Now, the system to brainstorm test ideas for was a typical untypical web application. Something known like signing up for a user account, something unknown due to the specific domain. We started with ideas around negative testing, UI testing, smoke testing, and workflow testing. Going forward, we produced a lot more ideas, asking so many questions about the product, and also about testing itself.
  • Would you consider different browser settings like turning JavaScript off as negative testing? It could be a normal use case for certain users.
  • What about high security settings or incognito modes? Some users just care more about privacy than others, still they don't mean any harm to your application.
  • What about popup blockers or ad blockers? They are quite frequently used.
  • How to best limit the input for a name field? This made me think of Gojko Adzic's recent book Humans vs Computers as well as his famous Chrome extension Bug Magnet, a really useful tool to quickly test out valid or invalid input values.
  • Or the Big List of Naughty Strings! I've known it for a long time but haven't used that one much yet. There's definitely more to it.
  • This brought up the topic of SQL injection, a common vulnerability to check for. In general, user data must not be at risk, so let's see if we can get login information, take over user sessions, or simply can view other user's unsecured pages.
  • What about tampering with system settings like your local time, could you trick the application to provide you better offers that are based on dates?
  • You send emails? Really important to test those properly then. In one of my previous teams, formatted emails were displayed very differently using different email clients. Are the parameters of the email template filled with the correct values depending on given conditions? Are potential images attached that need to be downloaded? Are the links correct? Could the email be considered as junk and filtered out? How long does it take to receive the email?

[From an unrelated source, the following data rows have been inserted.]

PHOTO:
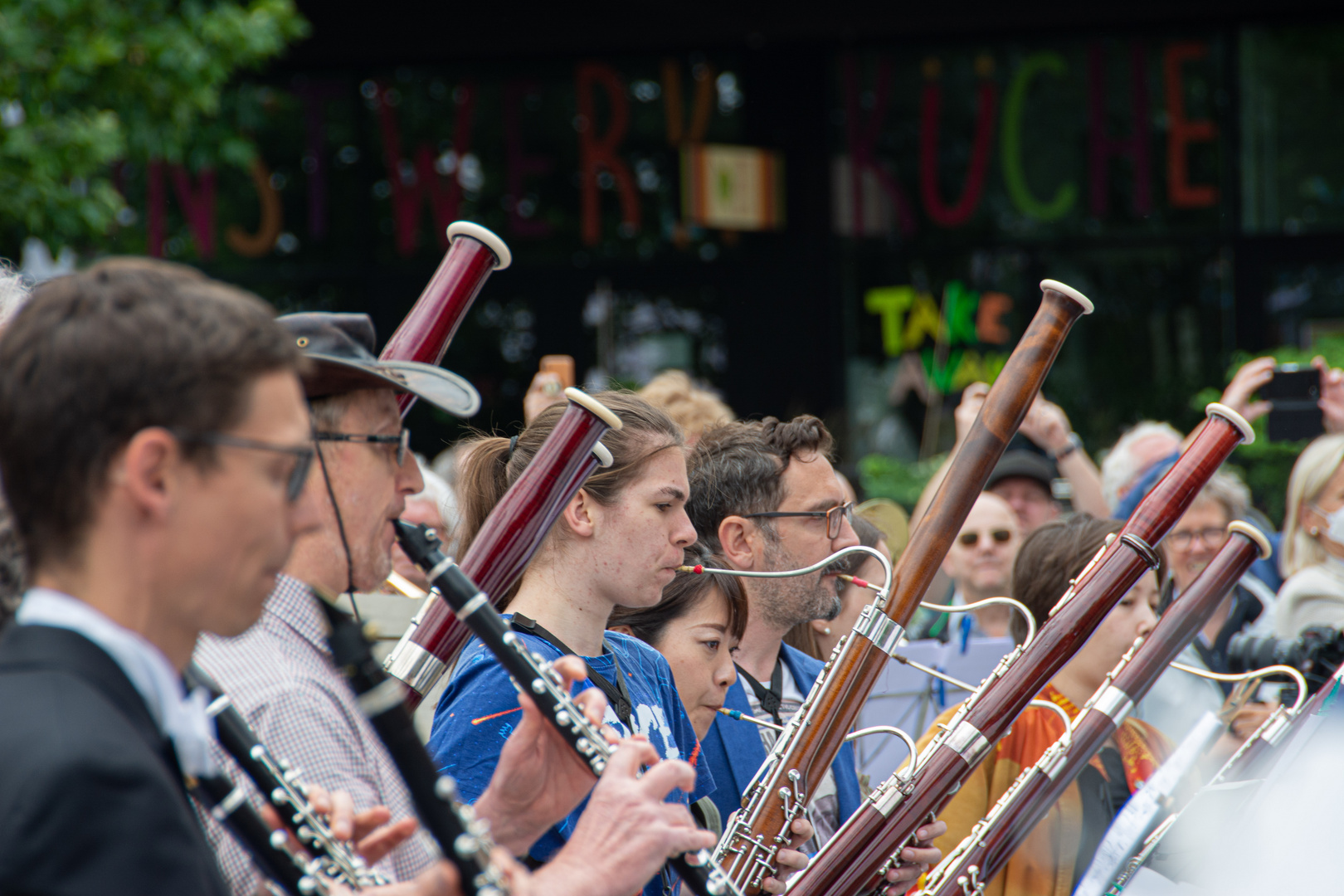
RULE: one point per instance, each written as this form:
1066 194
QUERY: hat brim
329 375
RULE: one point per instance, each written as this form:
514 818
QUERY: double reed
862 850
784 786
992 841
539 680
511 535
474 254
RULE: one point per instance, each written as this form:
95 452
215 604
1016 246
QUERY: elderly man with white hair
1142 446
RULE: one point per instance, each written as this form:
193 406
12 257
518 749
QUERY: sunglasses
303 455
971 538
402 441
835 516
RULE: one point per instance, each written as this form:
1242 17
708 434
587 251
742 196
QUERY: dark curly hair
1053 557
738 468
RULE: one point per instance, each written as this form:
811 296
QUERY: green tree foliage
1265 465
886 477
85 84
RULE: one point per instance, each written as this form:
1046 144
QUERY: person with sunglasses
280 672
980 566
765 497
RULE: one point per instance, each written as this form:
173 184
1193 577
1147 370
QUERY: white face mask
1335 531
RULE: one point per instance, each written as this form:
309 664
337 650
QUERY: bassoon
995 839
862 850
463 837
538 677
1280 735
474 254
509 539
802 754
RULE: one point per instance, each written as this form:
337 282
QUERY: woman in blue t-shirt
617 543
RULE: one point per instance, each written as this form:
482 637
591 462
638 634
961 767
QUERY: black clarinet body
542 683
227 804
281 785
463 839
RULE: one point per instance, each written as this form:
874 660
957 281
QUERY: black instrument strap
617 694
767 698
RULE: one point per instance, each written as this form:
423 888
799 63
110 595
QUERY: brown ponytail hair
491 464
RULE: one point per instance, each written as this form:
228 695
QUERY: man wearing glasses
280 674
980 566
765 497
1179 699
151 433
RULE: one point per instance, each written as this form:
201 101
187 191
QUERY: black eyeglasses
835 516
303 455
972 536
402 441
1211 535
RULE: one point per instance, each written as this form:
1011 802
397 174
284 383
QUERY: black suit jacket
91 800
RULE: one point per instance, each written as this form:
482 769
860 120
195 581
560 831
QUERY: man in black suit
153 450
153 441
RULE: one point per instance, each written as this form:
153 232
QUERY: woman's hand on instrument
626 832
539 778
917 860
791 860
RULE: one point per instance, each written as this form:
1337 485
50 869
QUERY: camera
1316 653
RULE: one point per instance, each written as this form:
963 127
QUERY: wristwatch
1074 444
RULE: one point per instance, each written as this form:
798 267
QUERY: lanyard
767 698
616 694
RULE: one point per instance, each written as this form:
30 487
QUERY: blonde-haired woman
1312 557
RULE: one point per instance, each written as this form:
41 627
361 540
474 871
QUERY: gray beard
796 599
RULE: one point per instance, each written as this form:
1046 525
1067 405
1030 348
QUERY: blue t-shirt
479 711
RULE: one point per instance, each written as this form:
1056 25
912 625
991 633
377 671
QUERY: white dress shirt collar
179 716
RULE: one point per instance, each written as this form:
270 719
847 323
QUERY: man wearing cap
280 672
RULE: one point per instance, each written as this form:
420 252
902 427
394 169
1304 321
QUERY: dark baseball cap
1025 460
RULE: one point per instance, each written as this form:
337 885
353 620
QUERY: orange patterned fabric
1043 865
1133 738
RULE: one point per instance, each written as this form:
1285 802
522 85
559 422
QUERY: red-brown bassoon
993 840
509 539
474 254
802 754
860 852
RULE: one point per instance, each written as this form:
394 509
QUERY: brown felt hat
340 348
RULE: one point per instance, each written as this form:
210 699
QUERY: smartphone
1294 392
559 364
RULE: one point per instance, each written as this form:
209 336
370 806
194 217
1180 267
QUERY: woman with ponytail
617 543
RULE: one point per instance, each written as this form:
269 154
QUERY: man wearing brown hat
280 674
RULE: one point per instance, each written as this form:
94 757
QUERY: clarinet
270 850
866 845
461 837
995 839
782 789
283 785
511 535
539 680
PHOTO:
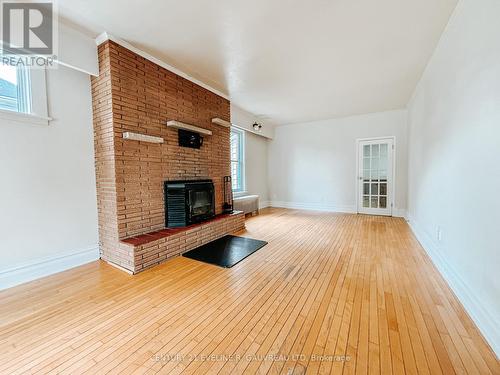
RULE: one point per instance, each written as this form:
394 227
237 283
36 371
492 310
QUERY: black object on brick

  • What happens if you bookmark the URL while being in the middle of a process to share it with someone else?
  • What about the browser back and also forward buttons, could they lead to unexpected, inconsistent, or simply unpleasant behavior?

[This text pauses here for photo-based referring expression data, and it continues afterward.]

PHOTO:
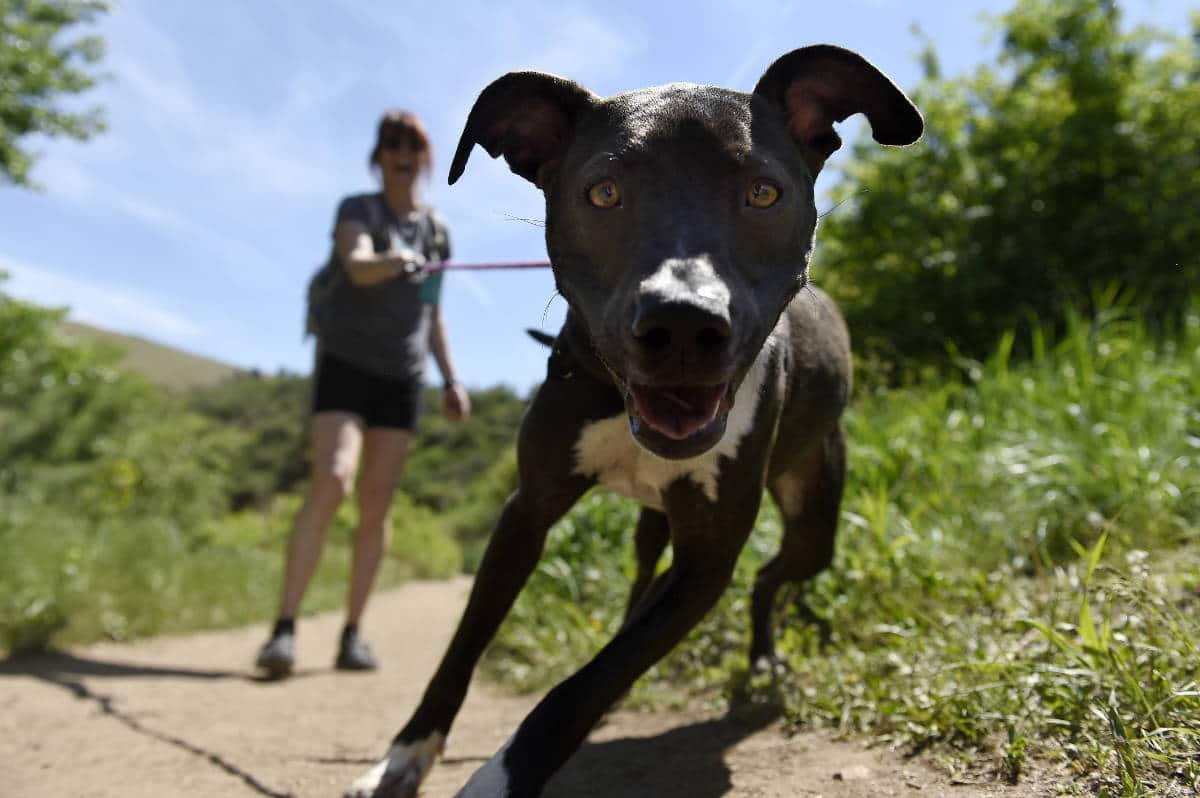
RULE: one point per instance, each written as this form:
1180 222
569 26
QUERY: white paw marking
607 450
400 772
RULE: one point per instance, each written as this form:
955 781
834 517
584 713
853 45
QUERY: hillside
173 369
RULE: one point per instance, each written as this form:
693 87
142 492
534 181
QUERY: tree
1068 167
39 67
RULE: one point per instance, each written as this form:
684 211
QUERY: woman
373 339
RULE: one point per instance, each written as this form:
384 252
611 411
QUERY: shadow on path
655 763
67 671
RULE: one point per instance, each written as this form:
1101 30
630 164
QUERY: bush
1041 181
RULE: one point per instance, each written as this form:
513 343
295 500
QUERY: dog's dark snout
665 328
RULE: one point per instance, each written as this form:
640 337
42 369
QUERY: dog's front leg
707 539
549 489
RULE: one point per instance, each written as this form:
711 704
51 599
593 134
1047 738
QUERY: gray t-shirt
384 329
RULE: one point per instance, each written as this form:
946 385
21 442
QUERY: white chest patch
607 450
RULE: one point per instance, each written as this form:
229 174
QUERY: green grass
76 580
1017 581
172 369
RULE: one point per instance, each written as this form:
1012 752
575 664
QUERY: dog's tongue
677 412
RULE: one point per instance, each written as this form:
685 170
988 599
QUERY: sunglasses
400 142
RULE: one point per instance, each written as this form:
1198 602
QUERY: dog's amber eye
605 195
762 193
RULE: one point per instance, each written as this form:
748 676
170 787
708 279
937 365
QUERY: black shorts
378 401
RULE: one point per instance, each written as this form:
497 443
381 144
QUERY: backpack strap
433 235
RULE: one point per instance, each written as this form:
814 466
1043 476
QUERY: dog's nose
672 328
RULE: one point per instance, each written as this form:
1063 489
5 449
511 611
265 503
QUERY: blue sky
234 127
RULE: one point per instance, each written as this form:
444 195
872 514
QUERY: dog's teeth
679 402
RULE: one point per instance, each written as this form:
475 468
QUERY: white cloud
94 303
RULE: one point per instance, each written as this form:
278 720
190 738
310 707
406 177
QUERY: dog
696 367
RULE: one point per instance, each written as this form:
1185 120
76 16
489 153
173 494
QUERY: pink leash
478 267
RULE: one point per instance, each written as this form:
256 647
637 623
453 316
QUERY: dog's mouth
678 420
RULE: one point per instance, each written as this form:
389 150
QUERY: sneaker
355 655
277 655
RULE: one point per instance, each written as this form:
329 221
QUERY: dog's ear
816 87
526 117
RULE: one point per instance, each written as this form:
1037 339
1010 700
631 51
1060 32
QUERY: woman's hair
403 125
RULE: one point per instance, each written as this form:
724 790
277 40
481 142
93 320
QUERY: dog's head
679 220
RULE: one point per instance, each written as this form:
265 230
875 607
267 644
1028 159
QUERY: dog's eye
605 195
762 193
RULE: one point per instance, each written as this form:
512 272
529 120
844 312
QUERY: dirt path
181 717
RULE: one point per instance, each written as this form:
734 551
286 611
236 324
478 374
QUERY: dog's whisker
545 311
843 202
534 222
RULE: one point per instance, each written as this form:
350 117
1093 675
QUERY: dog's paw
400 773
490 781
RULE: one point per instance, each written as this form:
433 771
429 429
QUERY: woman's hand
456 402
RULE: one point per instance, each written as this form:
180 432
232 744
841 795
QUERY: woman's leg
337 442
384 451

  • What about consistency regarding styling? Is the UI accessible, e.g. for color-blind people?
  • Which kind of browsers, browser versions, operating systems/devices, screen resolutions do we really want to support?
  • Would you have manual smoke tests? Why not automate those sanity checks instead of repeating them over and over again?
  • What about alternative paths through the application, mixing up the order in which you can do things or skipping steps - would you still reach your goal as a user? Should you be able to do so or is there a prerequisite for critical things?
  • Have you ever tried the nightmare headline game to discover what would be the worst to go wrong?
  • Oh and: although we received so many emails about it lately - have you really considered GDPR compliance?

Looking Back

Both of us loved the session! Viki said she was really satisfied with the outcome. It was great to hear a different opinion, especially from another fresh tester point of view coming from the outside. Sharing experiences, experiments and stories provided lots of value for both of us. I was really glad my input helped her further, especially regarding testing emails, SQL injection and GDPR. I personally really enjoyed to have a completely different pair testing session, exploring mind maps, challenging ideas and thoughts, discussing structures, procedures, and strategies. Exchanging information about different positions, roles, expectations, and ways of collaboration - which is so important as well when testing. Talking about exploratory testing, what we understand, what we do, how we give feedback and create transparency, how we provide value. Just as Viki said, quoted freely: "Name it like you want, but it's important to deliver value." I so much agree.